Today’s five-year, post-breakdown anniversary is a bittersweet reminder. I celebrate the absence of a re-occurrence, but recall vividly the horror of the injury.
The cause of the psychotic episode was determined to be bipolar disorder.
The name of that disease, its category of illness, and the shame of it all felt like more than I could accept in the spring of 2010. I certainly didn’t feel I would ever be right or normal.
However with medical treatment and a loving support system, I did learn I could be healthy and most importantly happy, genuinely happy even with a feared and disrespected illness as part of my whole.
I came to realize the man-made construct of control can be destroyed through a force outside of oneself. The savings account, the physical ability to work, the false sense of security.
I also learned how to rebuild with a more solid foundation.
I do not feel stronger for having survived. I am weaker — more timid, more hesitant, more fearful.

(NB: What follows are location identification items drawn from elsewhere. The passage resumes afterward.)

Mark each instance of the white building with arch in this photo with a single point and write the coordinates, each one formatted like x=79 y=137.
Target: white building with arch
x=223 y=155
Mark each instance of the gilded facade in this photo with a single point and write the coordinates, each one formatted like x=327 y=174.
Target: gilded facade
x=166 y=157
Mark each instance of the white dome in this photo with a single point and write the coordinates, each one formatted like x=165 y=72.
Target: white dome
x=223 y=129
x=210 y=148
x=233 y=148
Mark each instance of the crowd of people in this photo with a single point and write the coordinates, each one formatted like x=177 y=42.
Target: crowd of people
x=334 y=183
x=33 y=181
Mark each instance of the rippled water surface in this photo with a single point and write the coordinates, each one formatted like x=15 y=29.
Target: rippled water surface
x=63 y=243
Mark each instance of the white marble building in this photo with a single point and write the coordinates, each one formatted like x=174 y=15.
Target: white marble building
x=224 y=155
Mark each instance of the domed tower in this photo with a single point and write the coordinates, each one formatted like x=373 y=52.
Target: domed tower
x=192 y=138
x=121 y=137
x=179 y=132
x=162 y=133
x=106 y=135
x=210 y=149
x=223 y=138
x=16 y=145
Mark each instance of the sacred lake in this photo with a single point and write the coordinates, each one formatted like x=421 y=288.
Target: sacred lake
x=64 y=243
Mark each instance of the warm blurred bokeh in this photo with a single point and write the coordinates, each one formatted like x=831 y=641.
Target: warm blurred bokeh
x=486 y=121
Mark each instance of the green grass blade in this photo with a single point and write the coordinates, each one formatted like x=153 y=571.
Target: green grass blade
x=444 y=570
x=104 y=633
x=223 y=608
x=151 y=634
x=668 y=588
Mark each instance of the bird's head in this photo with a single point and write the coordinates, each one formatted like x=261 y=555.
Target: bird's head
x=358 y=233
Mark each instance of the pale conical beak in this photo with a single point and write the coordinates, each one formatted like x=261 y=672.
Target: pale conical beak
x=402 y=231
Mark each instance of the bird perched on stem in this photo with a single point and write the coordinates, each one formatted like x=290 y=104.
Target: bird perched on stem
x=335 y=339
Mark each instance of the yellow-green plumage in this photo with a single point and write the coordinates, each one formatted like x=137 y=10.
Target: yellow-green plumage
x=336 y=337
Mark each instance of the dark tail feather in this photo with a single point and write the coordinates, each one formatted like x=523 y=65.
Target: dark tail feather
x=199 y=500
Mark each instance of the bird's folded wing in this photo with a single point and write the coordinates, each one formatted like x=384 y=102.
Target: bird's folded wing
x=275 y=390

I literally have come to accept I am, in fact, not strong enough to live without the help of medical treatment. I have learned I am not strong enough to live without love and support, which I both give and receive.
A sense of gratitude did emerge from the rubble. I thank God for each day I am able to wake up symptom free. I appreciate my family, my friends, and my vocation as a writer. I am indebted for the men and women who came before me to study,understand, and treat mental illness so those afflicted can live with health. I learned to see the beauty of nature, and through this I recognize the evidence of divinity.
The title of my book, “Stress Fracture: A Memoir of Psychosis” speaks to the temporary nature of psychosis, a fracture, something that can be repaired. A stress fracture — differing from other bone fractures — results from repeated pressure put on a bone, which over time causes a break. Psychosis can be like that; the repeated pressure of living with an untreated or mistreated mental illness forces a fissure in sanity.
The book was shared so others can recognize many of the symptoms of a chronic mental illness can heal. People with mental illness can live well and enjoy the view from a place of a healthy mind, body, and soul.
Happy spring; happy new life. For my Catholic friends, on Easter Sunday sing those Alleluias jubilantly.
I admire your honesty Tara. Prayers for continued health!
Very true and written in a way others without bipolar can relate to. Lovely.